Clete now remembered seeing SS-Hauptscharführer Niedermeyer in Lisbon as he boarded the Ciudad de Rosario.
Niedermeyer snapped to attention and barked, “Herr Major!”
Clete had a sudden chilling series of thoughts:
Jesus Christ! When I so cleverly decided that I could get away with not telling Martín and Nervo about bringing these people to Argentina, I didn’t think about them actually being here, and that Martín and Nervo will, as sure as Christ made little apples, find out that they are!
What the hell was I thinking?
Or not thinking?
When they find out I lied to them, there goes that “We’re all in this together!”
What the hell am I going to do?
“Don’t ever use my rank again!” Clete said unpleasantly in German, then asked, “And the other fellow?”
“If you don’t know his name,” Welner said, “then you could truthfully say you’ve never heard of him.” He let that sink in. “He’s going to arrange for National Identity booklets, et cetera.”
And that’s just one of the ways they’ll find out they’re here!
If somebody in the Interior Ministry is passing out National Identity booklets to people who shouldn’t have them, Martín knows about it.
And so does Nervo.
And by now Martín’s people on Estancia San Pedro y San Pablo—Good Ol’ Carlos Aguirre, “my” airframe and power plant mechanic, who I know works for Martín, pops quickly to mind—are already wondering what Welner and the other two Jesuits are doing here. And does Nervo have his own people on Estancia San Pedro y San Pablo, keeping an eye on Don Cletus Frade?
You bet your ass he does!
And are they wondering the same thing?
You bet your ass they are!
“If I don’t know his name, how am I going to get in touch with him if I need him?” Clete asked.
“Through me.”
“I don’t like that,” Clete said flatly.
They locked eyes for a moment.
“Cletus,” Welner said finally, “this is Father Francisco Silva. Also of the Society of Jesus.”
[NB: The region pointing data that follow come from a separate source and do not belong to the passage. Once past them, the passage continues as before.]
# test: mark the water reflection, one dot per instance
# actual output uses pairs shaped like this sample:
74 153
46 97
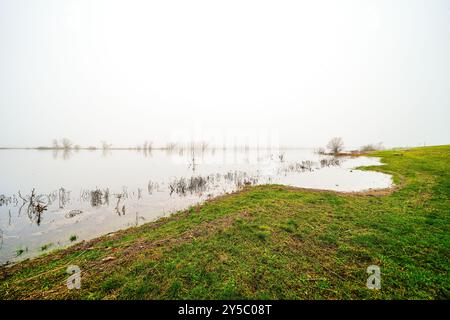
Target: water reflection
92 199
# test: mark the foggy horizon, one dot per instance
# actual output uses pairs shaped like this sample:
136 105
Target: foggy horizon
133 71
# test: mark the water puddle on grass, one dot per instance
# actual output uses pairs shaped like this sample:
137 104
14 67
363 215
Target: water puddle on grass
49 200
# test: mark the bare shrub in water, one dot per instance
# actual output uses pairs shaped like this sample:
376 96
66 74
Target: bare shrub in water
336 145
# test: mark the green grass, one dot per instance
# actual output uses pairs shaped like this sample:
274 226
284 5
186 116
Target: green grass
271 242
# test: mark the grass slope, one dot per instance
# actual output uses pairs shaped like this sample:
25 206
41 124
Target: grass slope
271 242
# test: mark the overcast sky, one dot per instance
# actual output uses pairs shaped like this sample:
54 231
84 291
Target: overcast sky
129 71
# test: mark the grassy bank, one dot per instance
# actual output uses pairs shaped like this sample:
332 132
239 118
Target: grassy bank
271 242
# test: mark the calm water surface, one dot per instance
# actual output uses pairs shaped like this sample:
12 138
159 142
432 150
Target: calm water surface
46 196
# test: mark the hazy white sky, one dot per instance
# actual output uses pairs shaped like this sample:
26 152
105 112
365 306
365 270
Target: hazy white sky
127 71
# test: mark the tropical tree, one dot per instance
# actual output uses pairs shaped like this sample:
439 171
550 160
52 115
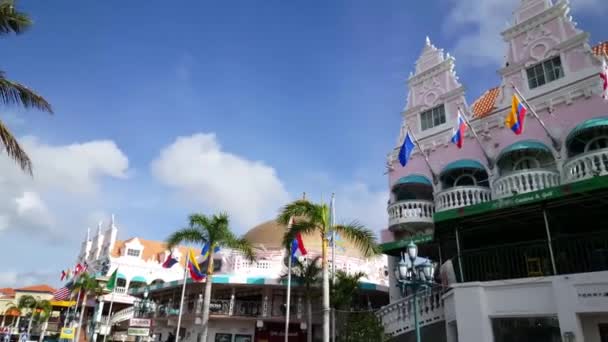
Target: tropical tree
313 218
85 285
14 93
214 231
306 273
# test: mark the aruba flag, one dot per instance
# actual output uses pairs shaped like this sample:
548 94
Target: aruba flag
195 271
458 136
515 118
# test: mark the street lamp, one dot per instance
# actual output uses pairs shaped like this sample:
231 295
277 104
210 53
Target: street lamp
414 276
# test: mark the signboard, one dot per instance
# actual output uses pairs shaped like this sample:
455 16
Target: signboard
67 333
140 322
138 332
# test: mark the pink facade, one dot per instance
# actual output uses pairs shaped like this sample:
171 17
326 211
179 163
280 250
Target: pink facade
541 32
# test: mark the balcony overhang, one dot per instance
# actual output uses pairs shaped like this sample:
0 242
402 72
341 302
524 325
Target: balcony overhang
553 194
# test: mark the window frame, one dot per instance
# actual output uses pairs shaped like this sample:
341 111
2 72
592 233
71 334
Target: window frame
433 117
544 72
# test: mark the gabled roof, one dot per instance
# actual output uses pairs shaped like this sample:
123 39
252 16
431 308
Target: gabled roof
486 103
37 288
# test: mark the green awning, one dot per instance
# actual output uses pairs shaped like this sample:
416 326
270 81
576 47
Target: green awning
139 279
585 125
524 145
414 179
463 164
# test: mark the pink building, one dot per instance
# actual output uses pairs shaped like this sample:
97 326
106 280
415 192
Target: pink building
501 214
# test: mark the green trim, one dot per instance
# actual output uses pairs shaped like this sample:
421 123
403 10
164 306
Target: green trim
528 198
258 280
221 279
595 122
414 178
400 244
139 278
463 164
524 145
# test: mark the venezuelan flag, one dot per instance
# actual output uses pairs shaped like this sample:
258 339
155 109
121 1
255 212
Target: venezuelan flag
515 118
195 271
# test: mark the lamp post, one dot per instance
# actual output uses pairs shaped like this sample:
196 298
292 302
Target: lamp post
415 277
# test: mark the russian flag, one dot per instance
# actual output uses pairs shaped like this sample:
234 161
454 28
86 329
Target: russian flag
297 247
458 137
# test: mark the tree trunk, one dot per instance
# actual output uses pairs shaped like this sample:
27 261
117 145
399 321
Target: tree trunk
309 318
207 297
82 307
325 291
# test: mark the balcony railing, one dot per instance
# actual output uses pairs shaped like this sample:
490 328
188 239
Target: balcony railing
521 182
572 253
398 317
461 196
411 211
586 165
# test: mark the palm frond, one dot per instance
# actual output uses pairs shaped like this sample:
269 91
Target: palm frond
302 227
13 93
242 245
360 236
14 150
12 20
299 208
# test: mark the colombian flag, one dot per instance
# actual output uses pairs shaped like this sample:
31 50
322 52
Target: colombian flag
195 271
515 118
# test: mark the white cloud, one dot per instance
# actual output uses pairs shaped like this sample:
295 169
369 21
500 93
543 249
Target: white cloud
198 168
484 20
68 171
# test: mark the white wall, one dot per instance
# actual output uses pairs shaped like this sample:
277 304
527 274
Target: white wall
590 326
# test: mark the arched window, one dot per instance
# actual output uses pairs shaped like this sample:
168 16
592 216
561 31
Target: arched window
464 180
526 163
597 143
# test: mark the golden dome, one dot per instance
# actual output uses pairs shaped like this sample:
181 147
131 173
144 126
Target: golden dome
269 236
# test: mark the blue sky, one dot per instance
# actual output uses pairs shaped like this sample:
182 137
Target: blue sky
270 99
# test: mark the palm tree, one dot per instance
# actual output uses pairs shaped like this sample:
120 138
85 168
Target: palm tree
306 274
13 93
85 285
314 218
215 231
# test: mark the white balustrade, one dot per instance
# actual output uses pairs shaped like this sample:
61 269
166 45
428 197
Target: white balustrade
586 165
398 318
411 211
521 182
461 196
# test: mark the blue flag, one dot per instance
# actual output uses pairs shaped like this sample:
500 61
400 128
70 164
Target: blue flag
406 149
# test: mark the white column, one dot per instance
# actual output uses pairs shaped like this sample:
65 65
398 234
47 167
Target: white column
566 298
472 317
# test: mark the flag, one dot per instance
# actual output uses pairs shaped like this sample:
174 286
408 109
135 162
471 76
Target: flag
297 247
458 137
406 149
170 261
61 294
604 76
515 118
205 251
112 281
195 271
78 269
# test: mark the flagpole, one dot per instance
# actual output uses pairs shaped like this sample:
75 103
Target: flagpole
426 158
483 149
554 140
181 301
333 261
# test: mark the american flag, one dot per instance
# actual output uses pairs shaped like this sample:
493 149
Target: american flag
62 294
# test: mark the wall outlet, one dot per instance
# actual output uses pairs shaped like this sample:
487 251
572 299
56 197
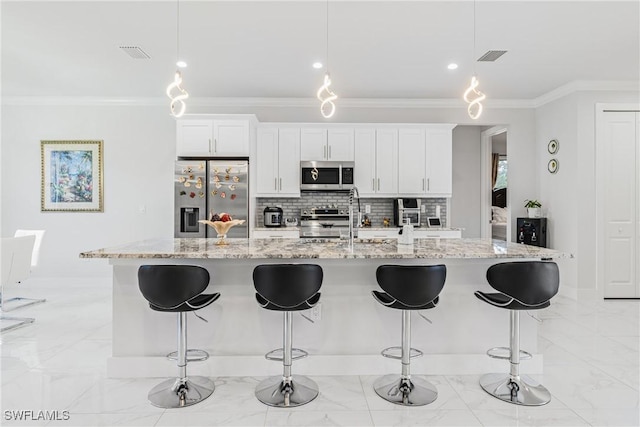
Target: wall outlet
316 312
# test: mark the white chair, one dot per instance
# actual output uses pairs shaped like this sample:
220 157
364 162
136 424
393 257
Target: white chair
8 304
16 255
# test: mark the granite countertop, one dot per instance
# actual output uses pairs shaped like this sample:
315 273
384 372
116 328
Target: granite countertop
323 249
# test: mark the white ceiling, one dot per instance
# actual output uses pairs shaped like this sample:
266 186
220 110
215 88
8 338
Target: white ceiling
264 49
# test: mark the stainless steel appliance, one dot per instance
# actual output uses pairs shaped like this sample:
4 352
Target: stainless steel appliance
204 186
406 208
273 216
326 176
325 221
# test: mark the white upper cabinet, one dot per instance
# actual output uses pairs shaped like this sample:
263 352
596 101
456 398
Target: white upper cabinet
425 162
439 163
212 137
278 162
376 160
328 145
412 149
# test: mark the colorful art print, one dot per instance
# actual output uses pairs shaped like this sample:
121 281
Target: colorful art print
71 176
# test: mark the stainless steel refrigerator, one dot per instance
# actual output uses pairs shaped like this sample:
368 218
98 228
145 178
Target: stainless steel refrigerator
203 187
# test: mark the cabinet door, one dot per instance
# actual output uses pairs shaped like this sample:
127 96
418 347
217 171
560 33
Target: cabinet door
439 163
340 145
267 162
193 137
365 161
230 137
387 162
289 162
411 162
313 144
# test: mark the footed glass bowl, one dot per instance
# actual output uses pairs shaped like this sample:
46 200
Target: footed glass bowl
222 228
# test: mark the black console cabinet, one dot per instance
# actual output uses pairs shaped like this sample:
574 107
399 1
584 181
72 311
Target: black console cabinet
532 231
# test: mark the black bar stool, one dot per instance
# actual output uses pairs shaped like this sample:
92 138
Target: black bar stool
521 286
407 288
287 288
177 289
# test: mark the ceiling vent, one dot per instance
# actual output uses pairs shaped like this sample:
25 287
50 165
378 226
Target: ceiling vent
491 55
135 52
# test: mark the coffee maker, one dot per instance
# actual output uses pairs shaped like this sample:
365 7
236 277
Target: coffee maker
273 216
406 208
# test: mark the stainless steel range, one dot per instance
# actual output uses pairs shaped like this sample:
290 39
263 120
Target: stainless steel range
324 221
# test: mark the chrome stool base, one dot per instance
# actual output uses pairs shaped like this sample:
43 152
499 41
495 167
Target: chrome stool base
174 393
521 390
275 391
408 392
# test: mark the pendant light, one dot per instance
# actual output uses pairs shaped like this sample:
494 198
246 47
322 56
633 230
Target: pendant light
177 105
472 95
325 95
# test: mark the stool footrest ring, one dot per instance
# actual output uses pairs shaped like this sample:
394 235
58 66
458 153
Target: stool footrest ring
278 355
396 352
193 355
505 353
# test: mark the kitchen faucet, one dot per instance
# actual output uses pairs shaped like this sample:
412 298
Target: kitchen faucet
353 232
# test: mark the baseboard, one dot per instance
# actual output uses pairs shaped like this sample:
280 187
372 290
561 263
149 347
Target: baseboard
258 366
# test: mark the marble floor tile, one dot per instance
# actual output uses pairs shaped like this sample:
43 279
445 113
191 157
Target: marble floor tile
447 397
235 418
438 417
527 416
283 417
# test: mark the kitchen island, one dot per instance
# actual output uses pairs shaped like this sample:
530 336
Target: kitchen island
348 331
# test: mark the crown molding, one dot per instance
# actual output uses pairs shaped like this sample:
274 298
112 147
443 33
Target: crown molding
585 85
254 102
101 101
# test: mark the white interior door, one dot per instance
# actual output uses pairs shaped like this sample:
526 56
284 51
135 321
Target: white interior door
621 199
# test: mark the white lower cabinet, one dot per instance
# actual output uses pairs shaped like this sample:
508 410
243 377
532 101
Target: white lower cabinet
278 162
276 233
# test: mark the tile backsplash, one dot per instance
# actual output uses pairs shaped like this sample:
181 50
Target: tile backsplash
380 207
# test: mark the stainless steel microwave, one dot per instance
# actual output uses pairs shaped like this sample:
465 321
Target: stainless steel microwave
326 176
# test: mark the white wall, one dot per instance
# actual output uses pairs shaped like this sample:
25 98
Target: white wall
139 148
570 194
465 201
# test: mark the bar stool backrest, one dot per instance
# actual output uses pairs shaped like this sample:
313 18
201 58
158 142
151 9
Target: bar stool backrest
412 285
167 286
529 282
287 285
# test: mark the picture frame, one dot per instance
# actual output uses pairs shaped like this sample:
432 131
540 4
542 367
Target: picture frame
71 176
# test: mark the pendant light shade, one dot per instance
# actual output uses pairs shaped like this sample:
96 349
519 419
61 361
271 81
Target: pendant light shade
472 95
177 105
474 98
326 95
175 91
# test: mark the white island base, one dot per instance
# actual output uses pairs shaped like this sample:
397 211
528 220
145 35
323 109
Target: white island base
346 340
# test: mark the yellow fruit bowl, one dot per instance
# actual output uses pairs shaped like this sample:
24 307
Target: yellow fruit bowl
222 228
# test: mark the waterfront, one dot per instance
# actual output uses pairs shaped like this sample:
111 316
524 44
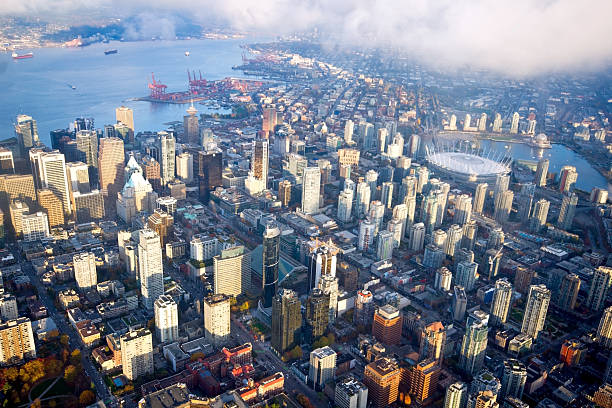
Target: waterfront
559 156
42 86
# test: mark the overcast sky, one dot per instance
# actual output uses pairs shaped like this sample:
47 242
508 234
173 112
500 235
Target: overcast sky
513 37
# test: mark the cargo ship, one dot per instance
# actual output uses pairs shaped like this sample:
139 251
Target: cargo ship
22 56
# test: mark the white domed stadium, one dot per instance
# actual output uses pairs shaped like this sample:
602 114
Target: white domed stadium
468 166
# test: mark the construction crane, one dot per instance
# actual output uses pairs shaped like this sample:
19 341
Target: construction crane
158 90
197 85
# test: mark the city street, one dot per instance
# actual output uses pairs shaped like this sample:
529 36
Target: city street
65 328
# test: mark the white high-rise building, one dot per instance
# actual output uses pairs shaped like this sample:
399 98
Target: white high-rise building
463 209
35 226
377 214
217 328
87 146
400 212
453 240
394 226
345 205
479 197
515 122
85 271
322 366
539 215
386 194
258 176
49 171
444 279
8 307
366 235
311 190
349 128
497 123
78 176
466 122
329 286
16 341
452 125
438 238
166 319
567 211
137 353
456 395
232 271
531 127
362 201
473 347
150 267
167 156
203 248
600 285
513 379
422 178
536 308
500 306
372 180
604 330
384 245
417 236
482 122
466 275
350 393
503 206
184 167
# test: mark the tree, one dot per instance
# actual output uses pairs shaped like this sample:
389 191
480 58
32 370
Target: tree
53 367
296 353
75 357
87 397
70 374
64 339
197 356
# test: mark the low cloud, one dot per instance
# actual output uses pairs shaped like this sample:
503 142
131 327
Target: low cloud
512 37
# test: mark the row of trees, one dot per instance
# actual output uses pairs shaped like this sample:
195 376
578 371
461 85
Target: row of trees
16 382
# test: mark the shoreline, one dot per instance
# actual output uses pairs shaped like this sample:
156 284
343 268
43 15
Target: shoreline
51 44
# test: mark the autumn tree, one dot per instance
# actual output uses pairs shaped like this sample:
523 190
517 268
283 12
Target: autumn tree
197 356
70 374
296 353
75 357
64 339
87 397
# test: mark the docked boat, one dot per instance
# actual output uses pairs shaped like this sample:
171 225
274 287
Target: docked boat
22 56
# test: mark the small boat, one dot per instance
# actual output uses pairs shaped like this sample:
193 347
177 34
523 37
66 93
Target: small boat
22 56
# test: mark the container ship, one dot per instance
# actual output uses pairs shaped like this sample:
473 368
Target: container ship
22 56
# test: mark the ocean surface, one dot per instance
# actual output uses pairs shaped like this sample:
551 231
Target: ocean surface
42 86
558 155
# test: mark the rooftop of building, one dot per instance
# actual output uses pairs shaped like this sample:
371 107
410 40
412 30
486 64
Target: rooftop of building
323 352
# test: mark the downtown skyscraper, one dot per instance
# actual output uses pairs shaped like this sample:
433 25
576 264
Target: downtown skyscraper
150 267
271 256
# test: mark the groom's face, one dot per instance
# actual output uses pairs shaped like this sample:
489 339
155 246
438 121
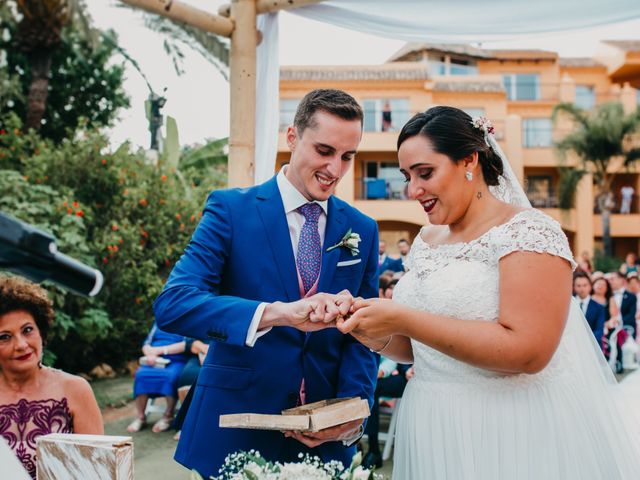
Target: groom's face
322 154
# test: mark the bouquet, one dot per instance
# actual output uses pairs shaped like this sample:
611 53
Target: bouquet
251 466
Clete went to Silva and shook his hand.
“Make sure I have your phone number before you leave, Father,” he said. “But right now let’s get some breakfast.”
He walked to the door to the dining room, but before he reached the door, it opened.
Elisa Gómez—Estancia San Pedro y San Pablo’s chief housekeeper, a plump female in her late forties who was wearing a severe black dress and had a large wooden cross hanging around her neck—stood there.
“Don Cletus?” she said.
But Clete saw that Elisa was looking at the priests, and with great curiosity.
“We’re going to need breakfast,” Clete said. “A lot of it.” He looked at Welner and asked, “Where are the others?”
“They should be here soon,” Welner said. “They’re coming in a Little Sisters of the Poor bus.”